A computer's memory system is the repository for all the information used by and produced by the computer's central processing unit (CPU). The phenomenal increase in microprocessor performance places significant demands on the memory system. A perfect memory system is one that can supply immediately any datum that the CPU requests. This ideal memory is not practically implementable, however, as the three factors of memory (capacity, speed, and cost) are in direct opposition. An economical solution, then, is a memory hierarchy organized into several levels, each smaller, faster, and more expensive per byte than the next. The goal is to provide a memory system with cost almost as low as the cheapest level of memory and speed almost as fast as the fastest level. The concept of memory hierarchy takes advantage of the principle of locality. Briefly, this principle states that accessed memory words will be accessed again quickly (temporal locality) and that memory words adjacent to an accessed word will be accessed soon after the access in question (spatial locality). Further Smaller is faster - smaller pieces of hardware will generally be faster than larger pieces. This simple principle is particularly applicable to memories built from similar technologies for two reasons. First, larger memories have more signal delay and require more levels to decode addresses to fetch the required datum. Second, in most technologies we can obtain smaller memories that are faster than larger memories. This is primarily because the designer can use more power per memory cell in a smaller design. The fastest memories are generally available in smaller number of bits per chips at any point in time, and they cost substantially more per byte. Based on the above reasons, the memory hierarchies of modern general purpose computers generally contain the following:
The performance of a computer system is related directly to its execution time.
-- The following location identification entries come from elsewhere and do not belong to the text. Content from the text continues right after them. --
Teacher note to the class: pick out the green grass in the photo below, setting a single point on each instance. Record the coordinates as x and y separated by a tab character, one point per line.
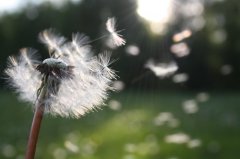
129	133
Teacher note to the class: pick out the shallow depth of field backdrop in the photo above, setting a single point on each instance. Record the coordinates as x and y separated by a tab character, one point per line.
156	112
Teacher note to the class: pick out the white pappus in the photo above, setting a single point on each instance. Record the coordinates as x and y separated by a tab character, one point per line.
77	82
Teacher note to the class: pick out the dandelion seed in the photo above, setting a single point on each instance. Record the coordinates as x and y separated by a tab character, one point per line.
194	143
132	50
178	138
226	69
118	85
68	84
114	105
182	35
180	78
202	97
190	106
76	83
180	49
115	38
162	69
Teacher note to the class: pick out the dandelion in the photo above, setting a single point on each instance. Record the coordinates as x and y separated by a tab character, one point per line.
115	38
70	83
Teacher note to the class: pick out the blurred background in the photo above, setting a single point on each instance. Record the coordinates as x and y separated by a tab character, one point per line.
177	95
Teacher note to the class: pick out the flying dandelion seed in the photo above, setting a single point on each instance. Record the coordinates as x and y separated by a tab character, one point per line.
115	38
114	105
118	85
190	106
162	69
180	49
180	78
178	138
182	35
202	97
132	50
226	69
194	143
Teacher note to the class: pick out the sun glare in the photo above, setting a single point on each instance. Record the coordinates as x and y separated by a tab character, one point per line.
157	12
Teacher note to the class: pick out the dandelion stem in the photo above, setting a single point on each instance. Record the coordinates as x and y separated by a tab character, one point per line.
36	122
33	137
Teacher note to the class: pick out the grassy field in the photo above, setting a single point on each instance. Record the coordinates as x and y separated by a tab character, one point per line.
149	125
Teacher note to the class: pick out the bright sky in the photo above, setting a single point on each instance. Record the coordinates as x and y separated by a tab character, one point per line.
14	5
157	12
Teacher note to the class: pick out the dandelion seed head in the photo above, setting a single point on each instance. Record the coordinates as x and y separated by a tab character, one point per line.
77	82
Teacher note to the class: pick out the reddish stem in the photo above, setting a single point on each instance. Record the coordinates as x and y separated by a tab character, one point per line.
33	137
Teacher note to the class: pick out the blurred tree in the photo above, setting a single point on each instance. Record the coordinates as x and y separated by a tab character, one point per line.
212	47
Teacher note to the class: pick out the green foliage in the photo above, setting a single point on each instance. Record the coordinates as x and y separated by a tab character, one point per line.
130	132
203	64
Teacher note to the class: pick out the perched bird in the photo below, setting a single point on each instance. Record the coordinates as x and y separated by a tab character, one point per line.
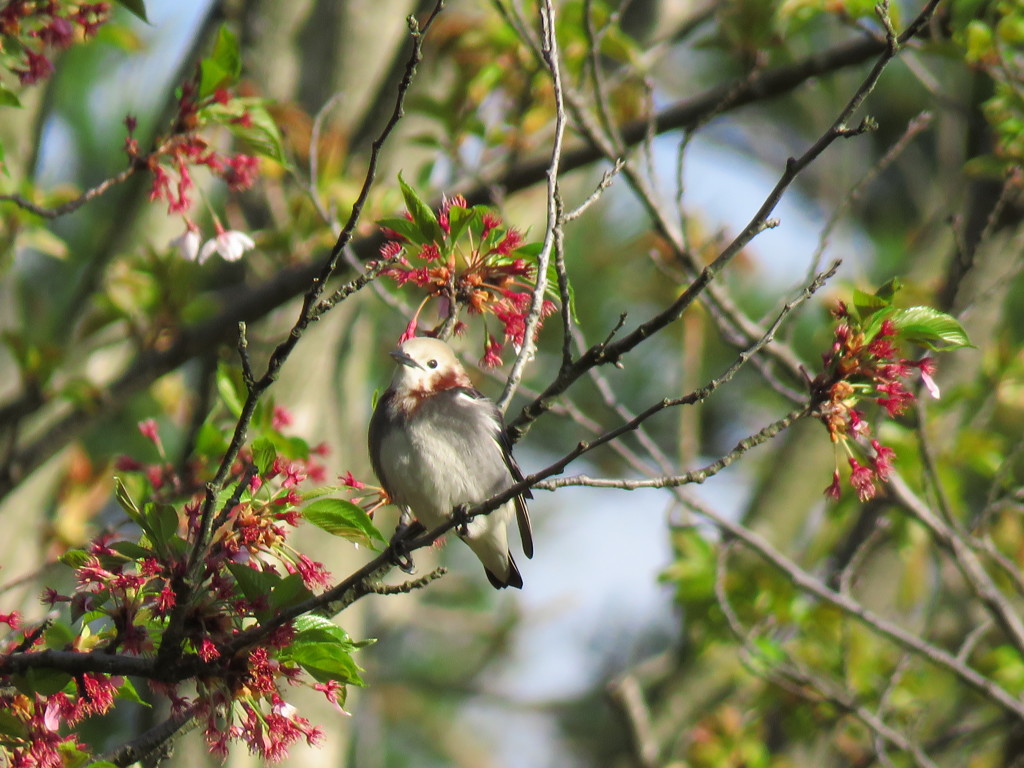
435	443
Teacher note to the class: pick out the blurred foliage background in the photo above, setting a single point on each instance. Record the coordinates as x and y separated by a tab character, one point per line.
645	636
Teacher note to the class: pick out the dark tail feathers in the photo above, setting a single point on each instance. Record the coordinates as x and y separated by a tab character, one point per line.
514	578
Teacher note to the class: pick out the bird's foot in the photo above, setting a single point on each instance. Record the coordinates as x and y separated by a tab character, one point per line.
403	534
461	520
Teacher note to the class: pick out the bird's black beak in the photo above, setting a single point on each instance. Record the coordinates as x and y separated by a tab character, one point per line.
404	359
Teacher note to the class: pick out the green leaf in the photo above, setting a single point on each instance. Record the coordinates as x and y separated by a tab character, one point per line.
554	291
162	522
289	590
228	392
8	98
343	518
75	558
135	6
460	219
131	550
930	328
321	491
41	681
127	692
223	67
264	455
867	304
260	133
313	629
123	498
58	635
423	216
326	662
254	584
402	226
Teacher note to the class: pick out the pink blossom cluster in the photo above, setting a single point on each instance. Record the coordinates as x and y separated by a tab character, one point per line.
37	28
171	165
480	270
128	590
856	369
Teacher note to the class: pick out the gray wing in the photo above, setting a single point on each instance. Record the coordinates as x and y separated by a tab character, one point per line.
382	420
521	512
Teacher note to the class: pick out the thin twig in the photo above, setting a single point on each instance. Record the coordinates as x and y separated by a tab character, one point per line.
549	50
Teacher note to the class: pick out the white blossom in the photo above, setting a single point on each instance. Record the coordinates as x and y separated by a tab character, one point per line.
230	245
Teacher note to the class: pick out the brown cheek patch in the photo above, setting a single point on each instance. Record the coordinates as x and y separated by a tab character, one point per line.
408	403
450	380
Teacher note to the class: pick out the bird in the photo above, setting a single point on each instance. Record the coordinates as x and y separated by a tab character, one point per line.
437	444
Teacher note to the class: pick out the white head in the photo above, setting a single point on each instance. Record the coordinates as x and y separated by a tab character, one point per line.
427	366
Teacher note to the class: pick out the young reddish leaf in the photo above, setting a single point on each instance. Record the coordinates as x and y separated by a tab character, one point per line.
138	8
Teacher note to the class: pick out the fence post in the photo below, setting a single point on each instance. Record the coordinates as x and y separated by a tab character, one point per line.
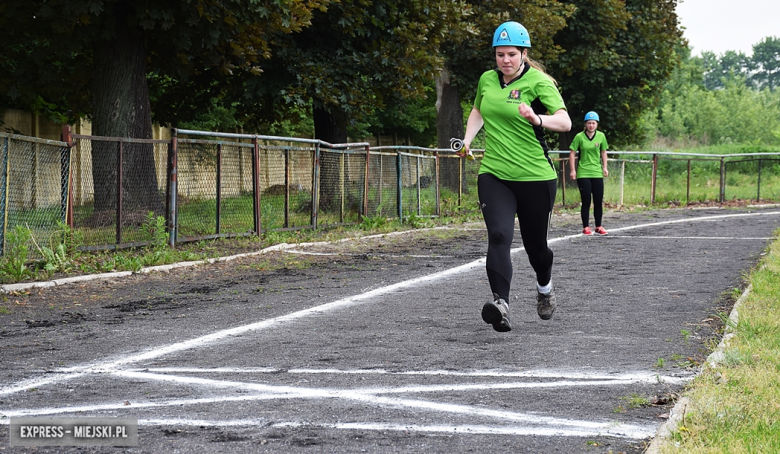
287	187
460	180
438	193
365	182
119	193
315	186
219	187
419	196
256	185
622	179
653	182
688	190
172	187
4	192
67	190
722	179
342	184
399	186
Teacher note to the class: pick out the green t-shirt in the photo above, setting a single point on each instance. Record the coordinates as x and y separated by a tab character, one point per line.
514	149
589	154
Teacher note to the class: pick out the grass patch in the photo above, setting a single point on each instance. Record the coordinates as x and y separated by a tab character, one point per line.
735	406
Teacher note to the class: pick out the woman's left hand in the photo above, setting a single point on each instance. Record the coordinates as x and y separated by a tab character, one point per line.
529	114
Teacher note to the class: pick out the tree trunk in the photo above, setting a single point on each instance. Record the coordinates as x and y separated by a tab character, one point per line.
331	127
449	124
121	109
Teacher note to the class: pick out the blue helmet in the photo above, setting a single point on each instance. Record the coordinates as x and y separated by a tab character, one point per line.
511	34
591	116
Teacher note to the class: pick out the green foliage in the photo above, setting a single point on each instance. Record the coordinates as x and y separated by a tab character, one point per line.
61	250
14	261
154	228
375	222
766	63
689	110
618	56
46	61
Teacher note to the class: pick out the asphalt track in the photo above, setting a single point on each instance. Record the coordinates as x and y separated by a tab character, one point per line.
380	347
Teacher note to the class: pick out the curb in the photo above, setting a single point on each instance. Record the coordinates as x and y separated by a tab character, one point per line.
714	358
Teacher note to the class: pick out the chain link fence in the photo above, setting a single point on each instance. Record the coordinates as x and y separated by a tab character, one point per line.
113	191
33	188
118	186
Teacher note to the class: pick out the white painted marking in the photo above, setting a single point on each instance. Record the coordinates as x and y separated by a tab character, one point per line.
551	426
557	426
339	304
293	251
610	429
546	374
724	238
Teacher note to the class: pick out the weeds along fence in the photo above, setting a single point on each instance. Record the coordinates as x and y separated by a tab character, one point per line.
106	191
34	180
646	178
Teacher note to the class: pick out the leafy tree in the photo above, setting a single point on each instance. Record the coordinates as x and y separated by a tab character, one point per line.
78	56
357	57
766	63
468	52
618	55
719	70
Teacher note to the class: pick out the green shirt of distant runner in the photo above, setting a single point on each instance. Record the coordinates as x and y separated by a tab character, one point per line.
592	159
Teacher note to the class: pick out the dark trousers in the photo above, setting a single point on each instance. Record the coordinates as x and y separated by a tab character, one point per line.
532	203
588	187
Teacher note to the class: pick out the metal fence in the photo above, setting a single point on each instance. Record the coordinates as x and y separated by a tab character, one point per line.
110	191
33	187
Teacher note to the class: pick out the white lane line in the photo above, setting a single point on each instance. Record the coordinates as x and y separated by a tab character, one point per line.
611	430
294	251
608	429
287	392
546	374
223	335
454	429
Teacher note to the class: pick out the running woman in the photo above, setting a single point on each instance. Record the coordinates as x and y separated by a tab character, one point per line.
590	171
516	177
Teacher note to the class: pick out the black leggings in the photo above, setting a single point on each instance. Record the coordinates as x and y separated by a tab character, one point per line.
587	187
532	202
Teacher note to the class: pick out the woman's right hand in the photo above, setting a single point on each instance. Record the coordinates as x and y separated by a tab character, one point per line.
463	152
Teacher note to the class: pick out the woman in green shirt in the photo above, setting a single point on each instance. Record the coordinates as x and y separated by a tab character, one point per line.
590	171
516	176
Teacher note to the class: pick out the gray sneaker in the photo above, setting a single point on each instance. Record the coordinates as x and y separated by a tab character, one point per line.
496	313
545	304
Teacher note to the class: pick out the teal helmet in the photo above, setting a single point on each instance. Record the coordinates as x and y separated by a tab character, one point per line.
511	34
591	116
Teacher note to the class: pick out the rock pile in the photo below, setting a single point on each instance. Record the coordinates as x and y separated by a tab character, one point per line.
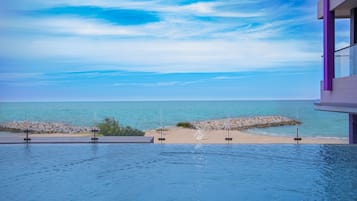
42	127
245	123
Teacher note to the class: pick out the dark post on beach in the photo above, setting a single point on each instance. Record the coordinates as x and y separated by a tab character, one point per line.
94	131
27	139
297	138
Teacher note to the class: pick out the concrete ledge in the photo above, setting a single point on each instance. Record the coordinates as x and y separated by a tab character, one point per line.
336	107
74	140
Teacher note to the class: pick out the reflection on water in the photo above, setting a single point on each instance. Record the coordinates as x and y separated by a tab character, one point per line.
178	172
339	172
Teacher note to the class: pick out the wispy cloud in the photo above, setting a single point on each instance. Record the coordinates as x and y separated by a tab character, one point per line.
102	42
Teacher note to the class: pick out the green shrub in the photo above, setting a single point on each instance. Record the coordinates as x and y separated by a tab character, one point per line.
111	127
185	125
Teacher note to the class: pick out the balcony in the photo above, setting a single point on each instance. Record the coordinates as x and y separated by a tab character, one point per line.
346	62
343	97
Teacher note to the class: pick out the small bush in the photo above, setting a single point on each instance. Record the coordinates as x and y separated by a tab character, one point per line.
185	125
111	127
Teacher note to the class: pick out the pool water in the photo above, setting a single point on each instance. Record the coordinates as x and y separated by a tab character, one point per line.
177	172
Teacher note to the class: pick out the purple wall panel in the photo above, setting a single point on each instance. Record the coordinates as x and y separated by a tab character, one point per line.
329	45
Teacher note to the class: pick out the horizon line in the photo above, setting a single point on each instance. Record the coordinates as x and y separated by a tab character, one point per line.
162	100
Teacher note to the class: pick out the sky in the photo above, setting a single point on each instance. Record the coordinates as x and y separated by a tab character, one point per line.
88	50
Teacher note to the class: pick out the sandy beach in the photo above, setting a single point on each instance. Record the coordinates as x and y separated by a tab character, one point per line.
177	135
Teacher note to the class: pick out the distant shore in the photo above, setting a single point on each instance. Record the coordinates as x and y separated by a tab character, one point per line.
198	132
177	135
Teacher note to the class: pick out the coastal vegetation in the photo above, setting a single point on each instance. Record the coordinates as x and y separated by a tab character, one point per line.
111	127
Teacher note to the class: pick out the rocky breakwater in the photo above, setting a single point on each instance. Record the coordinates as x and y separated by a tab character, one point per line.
42	127
245	123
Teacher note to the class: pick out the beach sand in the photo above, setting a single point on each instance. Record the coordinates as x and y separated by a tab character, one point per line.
176	135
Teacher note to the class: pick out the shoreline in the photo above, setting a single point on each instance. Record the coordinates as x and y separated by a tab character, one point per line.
177	135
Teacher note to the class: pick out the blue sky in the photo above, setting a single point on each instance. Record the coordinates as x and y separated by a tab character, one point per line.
161	50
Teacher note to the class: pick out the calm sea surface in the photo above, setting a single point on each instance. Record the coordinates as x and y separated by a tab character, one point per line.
151	114
153	172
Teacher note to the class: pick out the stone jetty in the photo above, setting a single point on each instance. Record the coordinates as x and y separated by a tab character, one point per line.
42	127
244	123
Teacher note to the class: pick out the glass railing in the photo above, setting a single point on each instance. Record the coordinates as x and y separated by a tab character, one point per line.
346	62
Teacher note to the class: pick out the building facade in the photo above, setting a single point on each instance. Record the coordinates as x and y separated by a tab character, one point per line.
339	86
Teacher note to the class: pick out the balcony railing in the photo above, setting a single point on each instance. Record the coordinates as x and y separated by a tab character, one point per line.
346	61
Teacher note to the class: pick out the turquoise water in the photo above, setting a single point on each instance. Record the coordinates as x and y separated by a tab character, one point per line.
177	172
151	114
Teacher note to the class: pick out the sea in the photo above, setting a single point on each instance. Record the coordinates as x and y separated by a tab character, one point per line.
147	115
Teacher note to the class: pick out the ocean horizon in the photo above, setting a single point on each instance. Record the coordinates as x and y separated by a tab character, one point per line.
151	114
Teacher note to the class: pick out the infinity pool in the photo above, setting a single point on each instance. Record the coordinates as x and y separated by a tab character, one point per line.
177	172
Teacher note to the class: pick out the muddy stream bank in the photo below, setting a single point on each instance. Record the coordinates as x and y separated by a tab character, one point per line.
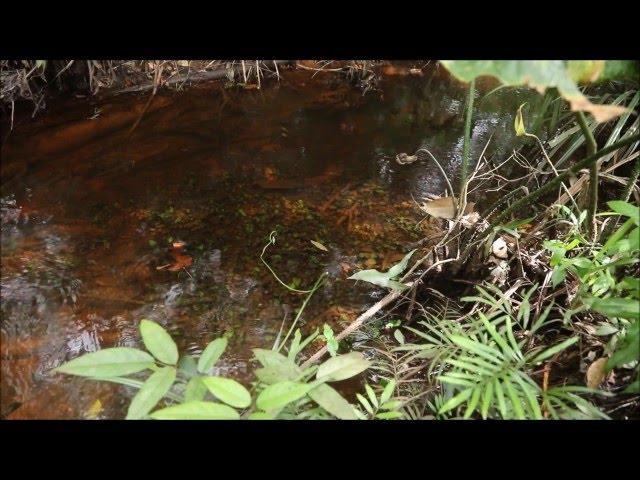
91	211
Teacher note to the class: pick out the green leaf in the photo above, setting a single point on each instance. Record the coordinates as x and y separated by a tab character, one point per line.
152	391
388	415
334	403
626	209
196	411
212	354
109	362
384	279
365	403
519	123
388	391
195	390
342	367
281	394
228	390
332	343
627	348
555	349
400	267
277	367
455	401
538	74
260	416
159	342
614	307
371	394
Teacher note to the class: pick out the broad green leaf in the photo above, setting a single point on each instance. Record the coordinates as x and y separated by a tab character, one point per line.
281	394
365	403
519	122
342	367
196	411
627	348
334	403
626	209
228	390
388	415
538	74
371	394
187	364
384	279
401	266
159	342
156	386
319	246
614	307
109	362
195	390
212	354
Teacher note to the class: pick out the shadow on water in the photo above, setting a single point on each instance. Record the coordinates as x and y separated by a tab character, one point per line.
89	214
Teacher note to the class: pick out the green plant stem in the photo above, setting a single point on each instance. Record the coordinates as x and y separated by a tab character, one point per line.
633	178
592	147
466	146
301	309
553	184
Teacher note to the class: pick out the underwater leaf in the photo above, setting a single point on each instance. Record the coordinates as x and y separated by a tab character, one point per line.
228	390
109	362
281	394
319	246
151	392
212	354
159	342
342	367
334	403
196	411
538	74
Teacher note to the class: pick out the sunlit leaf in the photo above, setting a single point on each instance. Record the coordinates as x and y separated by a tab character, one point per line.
109	362
196	411
342	367
538	74
228	390
281	394
334	403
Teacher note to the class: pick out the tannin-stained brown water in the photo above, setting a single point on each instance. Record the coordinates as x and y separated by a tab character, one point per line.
91	209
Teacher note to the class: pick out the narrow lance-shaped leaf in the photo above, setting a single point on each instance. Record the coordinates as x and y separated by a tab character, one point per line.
156	386
109	362
159	342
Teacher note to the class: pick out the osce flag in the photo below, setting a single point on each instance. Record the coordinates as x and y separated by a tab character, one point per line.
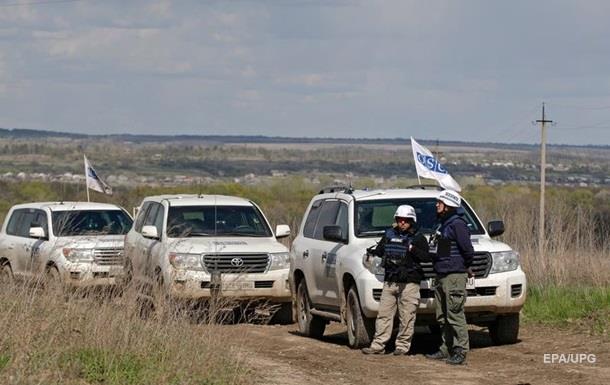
94	182
428	167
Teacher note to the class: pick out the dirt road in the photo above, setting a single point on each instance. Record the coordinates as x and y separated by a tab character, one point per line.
281	356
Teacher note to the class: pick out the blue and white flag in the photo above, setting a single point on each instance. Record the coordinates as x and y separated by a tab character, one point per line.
94	182
428	167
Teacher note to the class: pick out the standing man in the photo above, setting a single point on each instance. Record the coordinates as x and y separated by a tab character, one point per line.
402	248
454	255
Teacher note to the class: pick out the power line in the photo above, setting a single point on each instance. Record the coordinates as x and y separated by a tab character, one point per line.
38	3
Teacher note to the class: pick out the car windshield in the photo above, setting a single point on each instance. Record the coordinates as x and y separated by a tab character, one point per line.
205	221
375	216
90	222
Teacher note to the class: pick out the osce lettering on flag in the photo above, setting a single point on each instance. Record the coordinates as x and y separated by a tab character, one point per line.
94	182
427	166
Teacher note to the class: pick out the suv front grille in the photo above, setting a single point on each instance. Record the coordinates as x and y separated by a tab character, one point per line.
480	266
108	256
236	263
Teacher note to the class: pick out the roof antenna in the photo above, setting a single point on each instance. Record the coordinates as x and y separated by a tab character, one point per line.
350	188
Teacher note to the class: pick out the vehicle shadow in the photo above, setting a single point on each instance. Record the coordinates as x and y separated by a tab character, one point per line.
422	343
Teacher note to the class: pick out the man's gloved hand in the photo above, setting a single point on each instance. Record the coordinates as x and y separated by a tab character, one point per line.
371	250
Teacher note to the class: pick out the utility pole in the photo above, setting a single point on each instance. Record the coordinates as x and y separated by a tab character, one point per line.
541	238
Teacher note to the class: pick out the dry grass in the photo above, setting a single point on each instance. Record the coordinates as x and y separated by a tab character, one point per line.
575	250
49	337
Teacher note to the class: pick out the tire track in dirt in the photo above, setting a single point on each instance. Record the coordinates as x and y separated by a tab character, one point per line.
281	356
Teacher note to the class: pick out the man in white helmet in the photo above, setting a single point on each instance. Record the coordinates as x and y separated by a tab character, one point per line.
402	248
452	260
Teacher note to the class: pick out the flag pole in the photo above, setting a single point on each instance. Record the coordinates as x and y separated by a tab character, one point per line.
86	179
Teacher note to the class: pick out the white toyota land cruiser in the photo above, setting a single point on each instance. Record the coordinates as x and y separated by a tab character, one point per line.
191	246
333	279
76	243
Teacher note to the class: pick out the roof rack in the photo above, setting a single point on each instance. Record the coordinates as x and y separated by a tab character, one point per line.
426	187
331	189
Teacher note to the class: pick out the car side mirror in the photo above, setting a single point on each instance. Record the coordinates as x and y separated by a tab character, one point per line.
495	228
282	231
150	232
37	232
333	233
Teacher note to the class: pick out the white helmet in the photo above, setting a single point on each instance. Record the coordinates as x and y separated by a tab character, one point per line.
406	211
450	198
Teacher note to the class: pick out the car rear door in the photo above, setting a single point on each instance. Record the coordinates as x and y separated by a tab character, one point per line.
323	256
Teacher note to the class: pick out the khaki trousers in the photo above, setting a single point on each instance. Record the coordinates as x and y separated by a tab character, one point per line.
405	298
450	297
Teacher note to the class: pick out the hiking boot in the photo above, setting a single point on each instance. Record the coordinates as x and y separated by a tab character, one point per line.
436	356
457	358
372	351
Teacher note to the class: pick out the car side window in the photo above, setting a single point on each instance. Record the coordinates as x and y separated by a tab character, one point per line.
40	220
159	219
141	215
13	223
28	218
312	218
342	220
328	216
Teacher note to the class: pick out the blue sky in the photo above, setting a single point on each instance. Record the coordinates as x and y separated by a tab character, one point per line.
473	70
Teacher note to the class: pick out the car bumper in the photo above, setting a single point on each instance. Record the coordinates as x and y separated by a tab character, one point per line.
500	293
273	285
89	274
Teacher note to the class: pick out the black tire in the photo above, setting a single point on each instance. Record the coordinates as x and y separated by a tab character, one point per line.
309	324
505	329
283	315
360	329
52	279
6	274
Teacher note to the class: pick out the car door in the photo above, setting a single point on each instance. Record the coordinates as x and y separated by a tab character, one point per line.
133	241
154	217
323	256
302	245
39	249
11	245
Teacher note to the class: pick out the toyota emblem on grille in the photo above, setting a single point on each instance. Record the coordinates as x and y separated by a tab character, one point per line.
237	262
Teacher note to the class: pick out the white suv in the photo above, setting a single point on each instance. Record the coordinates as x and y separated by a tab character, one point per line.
75	243
182	243
333	279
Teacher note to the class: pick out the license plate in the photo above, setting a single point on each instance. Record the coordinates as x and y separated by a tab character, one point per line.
470	283
237	285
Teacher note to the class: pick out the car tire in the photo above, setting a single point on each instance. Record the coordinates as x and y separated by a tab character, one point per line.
52	279
309	324
283	315
6	274
505	329
360	329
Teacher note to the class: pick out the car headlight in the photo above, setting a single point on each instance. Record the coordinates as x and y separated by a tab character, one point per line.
504	261
78	255
185	261
373	264
279	261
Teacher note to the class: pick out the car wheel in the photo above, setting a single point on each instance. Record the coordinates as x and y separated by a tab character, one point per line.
283	315
505	329
360	329
6	274
309	324
52	279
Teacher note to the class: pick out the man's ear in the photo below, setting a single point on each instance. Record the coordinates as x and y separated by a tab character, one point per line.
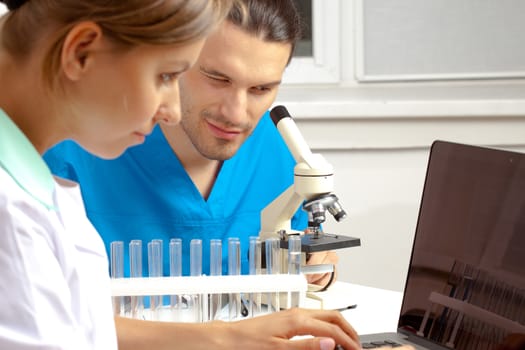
77	52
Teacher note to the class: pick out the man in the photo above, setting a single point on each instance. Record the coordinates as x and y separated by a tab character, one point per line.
212	174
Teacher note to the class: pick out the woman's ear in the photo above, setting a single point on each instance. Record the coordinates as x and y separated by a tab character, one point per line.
79	45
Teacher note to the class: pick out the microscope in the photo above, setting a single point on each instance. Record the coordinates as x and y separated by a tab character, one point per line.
312	188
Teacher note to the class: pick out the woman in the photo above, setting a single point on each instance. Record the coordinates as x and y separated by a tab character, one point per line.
103	73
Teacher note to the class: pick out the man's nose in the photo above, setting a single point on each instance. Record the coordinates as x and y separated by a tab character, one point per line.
234	106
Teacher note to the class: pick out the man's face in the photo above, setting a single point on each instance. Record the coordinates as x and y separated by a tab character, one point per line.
224	95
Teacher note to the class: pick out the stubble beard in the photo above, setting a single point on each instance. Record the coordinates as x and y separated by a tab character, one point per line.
208	146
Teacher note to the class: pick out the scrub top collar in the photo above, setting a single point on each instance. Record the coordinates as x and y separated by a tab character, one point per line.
23	163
The execution time is given by
CPU time = IC * CPI * Clock period
IC = number of instructions executed
CPI = average clock cycles required per instruction
The performance of a computer depends on the interface between the processor and the memory. If this interface is not correct, a significant increase in CPI can result. A better measure, which captures the essence of the above statement, is the average time to access memory.
Average memory access time = Hit time + Miss rate * Miss penalty.
where Hit Time is the time to hit the cache, Miss rate is the fraction of access that are not in the cache and Miss penalty is the additional clock cycles to service the miss.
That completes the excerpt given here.